In many cases, the targets of these Deepfakes are women. This is a gross violation of privacy and dignity — there is no consent, no boundary. This technology can be used to destroy people, purposely existing to humiliate and harm. It is inevitable that altered digital media will be used to impugn character and integrity as momentum for revenge porn laws shows us.
These new technological aspirations bring us to the precipice of a change in techno-sexual ethics. The breadth of considerations which stem from this, ranging from technological adaptations to how those changes form and potentially contort our understanding of dignity, is essential for people to recognize. While the locus of discussions on this topic are largely restrained to pornography, a narrow lens is not sufficient for the future, though it can serve to highlight successes and failures. The moment for action is now as legal concepts are beginning to take shape and aspects of the discussion are still malleable.
As loneliness grips the West, some have asked if technology like sex robots could enhance the lives of people longing for connection. Indeed, many have proposed their contributions could be a net positive as they inhibit loneliness and reduce prostitution. They ask questions worth considering: If developing tools and technological advances across a swath of fields are used to alleviate all kinds of ailments, what makes this any different? Could it not be used for good?
However, critics remain unconvinced. Some, like the United Kingdom’s Salvation Army have noted how these products may further commodify sex and encourage purchase of others for sex, stating: “this [sexbot] technology is more likely to have a detrimental effect on both existing and potential victims of modern slavery.” Others note that these bots fray our social fabric through the objectification of women, normalizing sexism, and reward domineering attitudes.
At a tech fair, a sex robot was presented to the public but lasted only a matter of minutes before being utterly demolished by those who used it. For better or worse, that which we think about and act on eventually shapes us. If the opportunity arises for the worst of human nature to thrive, then surely there is enough room for others to step in and offer caution.

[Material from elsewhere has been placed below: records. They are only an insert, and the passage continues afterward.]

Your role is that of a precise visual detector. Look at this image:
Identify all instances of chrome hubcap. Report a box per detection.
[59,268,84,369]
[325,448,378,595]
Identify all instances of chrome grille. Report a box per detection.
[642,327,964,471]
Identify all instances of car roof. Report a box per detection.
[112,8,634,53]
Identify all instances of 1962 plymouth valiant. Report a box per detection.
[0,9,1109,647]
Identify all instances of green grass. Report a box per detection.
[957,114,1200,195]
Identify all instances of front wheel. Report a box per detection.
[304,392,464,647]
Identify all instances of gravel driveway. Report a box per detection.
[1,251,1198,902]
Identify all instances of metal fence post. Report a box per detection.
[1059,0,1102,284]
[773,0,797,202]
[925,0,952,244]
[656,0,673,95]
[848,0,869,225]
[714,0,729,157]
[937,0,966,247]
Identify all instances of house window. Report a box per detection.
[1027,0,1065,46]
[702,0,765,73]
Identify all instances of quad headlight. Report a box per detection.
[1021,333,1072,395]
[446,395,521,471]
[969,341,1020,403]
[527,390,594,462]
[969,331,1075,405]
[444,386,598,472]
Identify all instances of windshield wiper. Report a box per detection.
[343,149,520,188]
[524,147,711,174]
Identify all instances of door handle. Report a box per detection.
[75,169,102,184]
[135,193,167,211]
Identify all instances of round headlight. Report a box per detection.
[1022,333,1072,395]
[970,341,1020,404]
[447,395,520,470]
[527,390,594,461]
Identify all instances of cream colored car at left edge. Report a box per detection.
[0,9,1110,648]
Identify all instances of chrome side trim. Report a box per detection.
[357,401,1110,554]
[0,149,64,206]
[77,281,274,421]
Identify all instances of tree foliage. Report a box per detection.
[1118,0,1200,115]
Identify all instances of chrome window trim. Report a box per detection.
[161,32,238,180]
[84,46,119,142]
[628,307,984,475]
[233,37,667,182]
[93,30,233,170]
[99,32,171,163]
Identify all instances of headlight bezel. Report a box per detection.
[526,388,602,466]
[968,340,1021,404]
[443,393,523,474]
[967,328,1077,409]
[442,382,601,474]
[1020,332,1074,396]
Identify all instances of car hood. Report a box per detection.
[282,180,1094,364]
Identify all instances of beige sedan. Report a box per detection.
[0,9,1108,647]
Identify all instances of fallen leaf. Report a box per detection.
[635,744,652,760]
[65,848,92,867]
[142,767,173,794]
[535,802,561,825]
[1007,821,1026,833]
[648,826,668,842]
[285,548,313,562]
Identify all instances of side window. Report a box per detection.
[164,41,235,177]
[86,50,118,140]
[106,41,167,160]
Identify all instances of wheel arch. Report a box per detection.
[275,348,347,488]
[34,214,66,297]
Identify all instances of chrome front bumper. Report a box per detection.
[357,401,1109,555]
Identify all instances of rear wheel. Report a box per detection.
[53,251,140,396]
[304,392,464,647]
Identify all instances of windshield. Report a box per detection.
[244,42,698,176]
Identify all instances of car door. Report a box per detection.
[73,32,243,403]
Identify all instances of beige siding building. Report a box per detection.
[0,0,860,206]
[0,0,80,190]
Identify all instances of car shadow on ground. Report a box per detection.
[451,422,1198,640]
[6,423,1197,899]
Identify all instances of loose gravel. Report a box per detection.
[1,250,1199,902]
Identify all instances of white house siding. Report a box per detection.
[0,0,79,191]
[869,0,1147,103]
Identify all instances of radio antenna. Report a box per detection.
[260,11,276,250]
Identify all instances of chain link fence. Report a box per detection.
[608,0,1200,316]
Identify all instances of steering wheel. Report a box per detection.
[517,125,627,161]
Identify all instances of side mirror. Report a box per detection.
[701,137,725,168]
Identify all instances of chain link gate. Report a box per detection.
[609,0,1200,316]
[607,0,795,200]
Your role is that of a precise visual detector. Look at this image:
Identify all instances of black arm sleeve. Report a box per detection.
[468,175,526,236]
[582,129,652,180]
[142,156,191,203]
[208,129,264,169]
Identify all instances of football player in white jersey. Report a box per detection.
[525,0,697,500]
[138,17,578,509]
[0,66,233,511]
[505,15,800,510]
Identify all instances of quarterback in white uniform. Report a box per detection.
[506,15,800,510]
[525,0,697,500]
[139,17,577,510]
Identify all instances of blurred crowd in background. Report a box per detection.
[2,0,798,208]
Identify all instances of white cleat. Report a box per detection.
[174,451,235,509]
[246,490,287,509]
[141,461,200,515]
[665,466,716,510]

It is here that the church has the tools, voice, and ability to make a difference, as cultural changes are still occurring but are not yet set in stone. If the church is to cultivate a response to these issues, then it must communicate a robust and holistic anthropology, one which accounts for both dignity, human nature, and is aware of the potential for abuse. Ethical guardrails ought to be constructive, not simply demarcating what is disallowed, but offering a corrective alternative that speaks to people.
If a tool can help a segment of the population, while heightening the prospect of trafficking for another, how do we act? Can we approach technology in a way that promotes the common good and tends to the vulnerable, that promotes safety and human flourishing?
The world is changing, but we are not resigned to passivity or inaction. If we aim to be the kind of people who take these questions seriously, who affirm the good, respect individual’s dignity, and defend the preyed upon, then we must take note and enter this area, bringing the wisdom of our past and the hope of our future to influence the present moment.